Keeney supported removal of the “reason to know” standard.  He stated as follows.  “The Justice Department is sensitive to the unnecessary problems that the American business community has encountered in its attempts to interpret and apply the ‘reason to know’ standard.  We also know it is difficult to define exactly what constitutes ‘reason to know.’  For that reason, the policy of the Department has been to prosecute only those cases where the evidence of awareness – whether direct or circumstantial – was so clear as to constitute actual knowledge of the bribe scheme.   This policy would not be changed by abolishing the ‘reason to know’ standard in favor of a more objective standard and would improve the clarity of the Act.”

One provision of S. 430 would have required the DOJ to issue binding opinions with respect to the criminal provisions of the FCPA.  Keeney did not support such a provision “since its general purpose is presently being met by the existing Foreign Corrupt Practices Act Review Procedure.”

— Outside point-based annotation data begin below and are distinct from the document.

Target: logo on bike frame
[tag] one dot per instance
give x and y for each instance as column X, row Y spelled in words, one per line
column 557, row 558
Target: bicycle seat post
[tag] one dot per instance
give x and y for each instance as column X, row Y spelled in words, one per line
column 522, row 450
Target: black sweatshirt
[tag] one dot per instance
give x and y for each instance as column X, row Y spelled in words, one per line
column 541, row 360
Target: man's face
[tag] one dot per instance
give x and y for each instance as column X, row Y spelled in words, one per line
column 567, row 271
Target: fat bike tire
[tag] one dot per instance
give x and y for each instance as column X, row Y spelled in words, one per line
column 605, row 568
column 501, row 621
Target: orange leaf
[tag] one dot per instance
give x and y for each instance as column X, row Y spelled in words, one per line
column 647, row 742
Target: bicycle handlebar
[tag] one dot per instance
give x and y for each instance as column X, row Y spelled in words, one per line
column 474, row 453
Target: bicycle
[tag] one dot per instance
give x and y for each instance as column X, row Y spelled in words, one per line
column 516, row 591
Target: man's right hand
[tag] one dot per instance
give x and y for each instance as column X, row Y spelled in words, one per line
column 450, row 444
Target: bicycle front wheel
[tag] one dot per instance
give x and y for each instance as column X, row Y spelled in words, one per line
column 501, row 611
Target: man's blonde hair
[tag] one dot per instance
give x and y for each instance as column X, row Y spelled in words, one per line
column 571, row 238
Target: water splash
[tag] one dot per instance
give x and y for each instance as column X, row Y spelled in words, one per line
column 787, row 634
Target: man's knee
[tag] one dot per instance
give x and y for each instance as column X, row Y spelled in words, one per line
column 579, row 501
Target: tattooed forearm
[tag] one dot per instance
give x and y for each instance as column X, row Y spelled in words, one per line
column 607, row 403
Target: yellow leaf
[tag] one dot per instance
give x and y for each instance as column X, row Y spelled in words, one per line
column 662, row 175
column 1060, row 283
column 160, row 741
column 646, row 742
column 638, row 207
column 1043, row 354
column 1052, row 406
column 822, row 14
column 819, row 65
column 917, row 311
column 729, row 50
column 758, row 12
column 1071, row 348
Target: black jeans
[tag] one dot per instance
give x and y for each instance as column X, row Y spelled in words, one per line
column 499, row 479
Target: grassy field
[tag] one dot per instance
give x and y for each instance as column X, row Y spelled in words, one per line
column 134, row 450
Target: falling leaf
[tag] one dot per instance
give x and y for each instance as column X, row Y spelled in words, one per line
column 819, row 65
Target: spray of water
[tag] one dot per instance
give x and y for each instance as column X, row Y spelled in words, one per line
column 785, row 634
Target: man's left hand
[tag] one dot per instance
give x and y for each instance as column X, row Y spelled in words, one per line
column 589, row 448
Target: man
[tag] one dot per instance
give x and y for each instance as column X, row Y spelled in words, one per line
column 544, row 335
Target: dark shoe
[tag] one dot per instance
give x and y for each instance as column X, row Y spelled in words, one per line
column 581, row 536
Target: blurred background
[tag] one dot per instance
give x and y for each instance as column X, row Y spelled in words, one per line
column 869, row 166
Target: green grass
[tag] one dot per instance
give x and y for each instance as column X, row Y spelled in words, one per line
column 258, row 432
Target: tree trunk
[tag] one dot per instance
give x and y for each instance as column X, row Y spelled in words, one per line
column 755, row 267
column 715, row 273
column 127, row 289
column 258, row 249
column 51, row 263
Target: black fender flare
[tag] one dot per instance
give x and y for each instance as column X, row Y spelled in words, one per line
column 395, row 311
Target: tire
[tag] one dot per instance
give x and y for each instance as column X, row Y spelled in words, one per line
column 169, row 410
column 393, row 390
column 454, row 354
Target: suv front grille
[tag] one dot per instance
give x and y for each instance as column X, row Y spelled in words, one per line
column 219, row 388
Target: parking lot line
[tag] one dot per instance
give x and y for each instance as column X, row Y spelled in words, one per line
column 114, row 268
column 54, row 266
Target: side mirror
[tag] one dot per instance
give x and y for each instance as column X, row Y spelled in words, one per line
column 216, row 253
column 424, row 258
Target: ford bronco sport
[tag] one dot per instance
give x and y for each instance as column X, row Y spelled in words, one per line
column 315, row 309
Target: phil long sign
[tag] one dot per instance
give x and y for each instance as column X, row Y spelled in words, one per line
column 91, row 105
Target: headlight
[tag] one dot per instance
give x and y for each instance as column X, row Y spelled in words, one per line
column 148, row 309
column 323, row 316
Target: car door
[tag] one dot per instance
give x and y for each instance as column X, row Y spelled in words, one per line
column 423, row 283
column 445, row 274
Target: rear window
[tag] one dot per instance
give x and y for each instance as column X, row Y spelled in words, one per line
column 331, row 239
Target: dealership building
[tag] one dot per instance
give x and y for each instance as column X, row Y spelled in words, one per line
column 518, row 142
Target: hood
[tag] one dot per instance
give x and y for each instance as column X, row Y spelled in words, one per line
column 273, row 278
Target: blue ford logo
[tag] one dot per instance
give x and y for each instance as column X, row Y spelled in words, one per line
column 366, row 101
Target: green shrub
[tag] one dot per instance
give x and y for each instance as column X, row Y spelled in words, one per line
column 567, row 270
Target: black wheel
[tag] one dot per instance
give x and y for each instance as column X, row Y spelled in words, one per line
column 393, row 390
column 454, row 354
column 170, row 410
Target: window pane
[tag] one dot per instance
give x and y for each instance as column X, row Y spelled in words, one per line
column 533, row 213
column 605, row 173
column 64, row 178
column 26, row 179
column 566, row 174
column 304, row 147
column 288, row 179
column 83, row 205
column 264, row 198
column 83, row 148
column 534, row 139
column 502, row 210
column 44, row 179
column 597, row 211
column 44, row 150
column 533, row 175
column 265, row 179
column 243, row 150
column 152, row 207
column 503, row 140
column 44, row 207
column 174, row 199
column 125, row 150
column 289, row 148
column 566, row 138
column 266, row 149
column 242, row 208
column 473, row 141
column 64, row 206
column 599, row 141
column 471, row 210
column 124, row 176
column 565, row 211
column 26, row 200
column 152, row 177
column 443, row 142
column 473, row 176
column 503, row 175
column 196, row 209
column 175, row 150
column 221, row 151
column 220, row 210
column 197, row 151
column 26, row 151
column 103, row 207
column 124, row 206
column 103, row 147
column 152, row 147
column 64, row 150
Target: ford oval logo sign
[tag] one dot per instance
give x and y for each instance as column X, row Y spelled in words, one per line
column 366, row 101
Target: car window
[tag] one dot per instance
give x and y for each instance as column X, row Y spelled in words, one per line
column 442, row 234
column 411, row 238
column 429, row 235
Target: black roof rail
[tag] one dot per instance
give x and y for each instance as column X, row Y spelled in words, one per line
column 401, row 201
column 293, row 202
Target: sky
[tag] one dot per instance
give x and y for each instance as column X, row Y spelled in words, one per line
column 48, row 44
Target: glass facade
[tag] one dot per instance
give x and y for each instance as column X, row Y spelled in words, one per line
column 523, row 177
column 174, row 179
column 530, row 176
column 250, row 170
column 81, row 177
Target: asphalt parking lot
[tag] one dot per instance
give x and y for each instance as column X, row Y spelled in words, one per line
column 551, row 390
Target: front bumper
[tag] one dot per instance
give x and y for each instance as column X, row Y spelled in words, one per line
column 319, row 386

As to the provision in S. 430 that gave the Attorney General authority to issue guidelines “concerning both the type of conduct which constitutes compliance with the criminal provisions of the Act as well as general precautionary procedures which businesses may voluntarily use to ensure compliance,” Keeney stated as follows.  “From a commercial as well as an enforcement point of view, the Department does not believe that issuing guidelines or precautionary procedures would be advisable.  Accordingly, we do not feel that this provision is necessary.  The Department has determined that such guidelines are impractical for several reasons.  No matter how carefully crafted, guidelines would have the effect of unnecessarily restricting business transactions and possibly placing American businesses at a disadvantage with their foreign competitors.  Moreover, the Department cannot place simple dollar limits on bribe or gratuties and then apply these limits uniformly.  Reasonable business practices differ significantly from industry to industry as well as from country to country.  As a matter of policy, the Department cannot publicly ignore a small but otherwise corrupt transaction any more than it can place dollar limitations on the actions prosecutable under the mail or wire fraud statutes.  If the Department promulgates guidelines, due process requires that these guidelines govern any position the Department later takes in any criminal action.  While arguably helpful to businesses, such guidelines are not really necessary.  Under the FCPA Review Procedure , a specific factual situation may be resolved without binding the Department in a case involving a somewhat different factual situation.  The Department believes the [Review Procedure] is the least restrictive and most useful process for resolving any instance of perceived ambiguity in the interpretation of the FCPA and should be used in place of guidelines.”

When the FCPA was amended in 1988, Congress did indeed request that the Attorney General issue guidelines, however as noted in this prior post, the DOJ decided not to issue such guidelines.

Following the hearing, Senator D’Amato asked Keeney various questions for the record as to DOJ’s FCPA Review Procedure – such as “has it been used very frequently, how many times since the procedure was put in place?”  In pertinent part, Keeney responded as follows.  “The Review Procedure has resulted in 18 Department opinions since its inception.  On various other occasions, applications for review have been submitted but subsequently withdrawn.  [See here for a prior post regarding the FCPA "Mulligan Rule"]. In addition, the Criminal Division of the Department has received frequent telephone inquiries about the Procedure which are not followed by any written request.”

John Keeney may no longer be with us, but the issues he discussed in 1986 (DOJ FCPA guidance and questions surrounding the DOJ’s FCPA Opinion Procedure Program) remain issues today.